English Gigaword Third Edition


Item Name: English Gigaword Third Edition
Authors: David Graff, Junbo Kong, Ke Chen,and Kazuaki Maeda
LDC Catalog No.: LDC2007T07
ISBN: 1-58563-416-6
Release Date: May 17, 2007
Data Type: text
Data Source(s): newswire
Project(s): GALE
Application(s): information retrieval, language modeling, natural language processing
Language(s): English
Language ID(s): eng
Distribution: 2 DVD
Member fee: $0 for 2007 members
Non-member Fee: US $4000.00
Reduced-License Fee: US $2000.00
Extra-Copy Fee: US $400.00
Non-member License: yes
Online documentation: yes
Licensing Instructions: Subscription & Standard Members, and Non-Members
Citation: David Graff, Junbo Kong, Ke Chen,and Kazuaki Maeda
2007
English Gigaword Third Edition
Linguistic Data Consortium, Philadelphia

Introduction

The English Gigaword Corpus is a comprehensive archive of newswire text data that has been acquired over several years by the Linguistic Data Consortium (LDC) at the University of Pennsylvania.
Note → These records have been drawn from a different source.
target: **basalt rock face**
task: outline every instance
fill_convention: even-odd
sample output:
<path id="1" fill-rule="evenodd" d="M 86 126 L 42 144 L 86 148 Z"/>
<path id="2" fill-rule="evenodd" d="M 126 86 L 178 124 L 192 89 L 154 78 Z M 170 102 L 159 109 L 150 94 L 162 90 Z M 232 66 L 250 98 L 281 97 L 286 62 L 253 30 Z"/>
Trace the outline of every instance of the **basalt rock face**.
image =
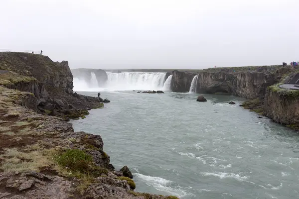
<path id="1" fill-rule="evenodd" d="M 265 97 L 264 113 L 274 121 L 285 125 L 299 124 L 299 98 L 280 95 L 268 90 Z"/>
<path id="2" fill-rule="evenodd" d="M 250 99 L 263 99 L 267 88 L 279 82 L 290 69 L 282 68 L 271 72 L 241 71 L 235 72 L 199 72 L 187 73 L 174 71 L 172 91 L 188 92 L 195 75 L 198 75 L 196 93 L 226 94 Z"/>
<path id="3" fill-rule="evenodd" d="M 83 79 L 88 84 L 92 83 L 92 73 L 94 73 L 99 87 L 103 87 L 108 79 L 108 76 L 104 70 L 92 69 L 76 69 L 71 70 L 74 77 Z M 94 86 L 94 85 L 93 85 Z"/>
<path id="4" fill-rule="evenodd" d="M 31 103 L 30 108 L 41 109 L 40 113 L 47 112 L 42 106 L 37 107 L 41 102 L 54 104 L 57 100 L 64 105 L 56 110 L 62 110 L 62 112 L 70 108 L 87 109 L 103 106 L 96 98 L 74 94 L 73 75 L 67 61 L 54 62 L 47 56 L 31 53 L 0 52 L 0 70 L 2 71 L 0 85 L 33 94 L 36 102 Z"/>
This is the third edition of the English Gigaword Corpus.

This edition includes all of the contents in the previous edition (LDC2005T12) as well as new data from the same five sources presented there covering 24-month period of January 2005 through December 2006. Also, a sixth data source (the Los Angeles Times/Washington Post newswire service) has been added in this edition.

The six distinct international sources of English newswire included in this edition are the following:

Agence France-Presse, English Service (afp_eng)
Associated Press Worldstream, English Service (apw_eng)
Central News Agency of Taiwan, English Service (cna_eng)
Los Angeles Times/Washington Post Newswire Service (ltw_eng)
New York Times Newswire Service (nyt_eng)
Xinhua News Agency, English Service (xin_eng)

The seven-letter codes in the parentheses above include the three-character source name abbreviations and the three-character language code ("eng") separated by an underscore ("_") character. The three-letter language code conforms to LDC's internal convention based on the new ISO 639-3 standard.

The seven-letter codes are used in both the directory names where the data files are found, and in the prefix that appears at the beginning of every data file name.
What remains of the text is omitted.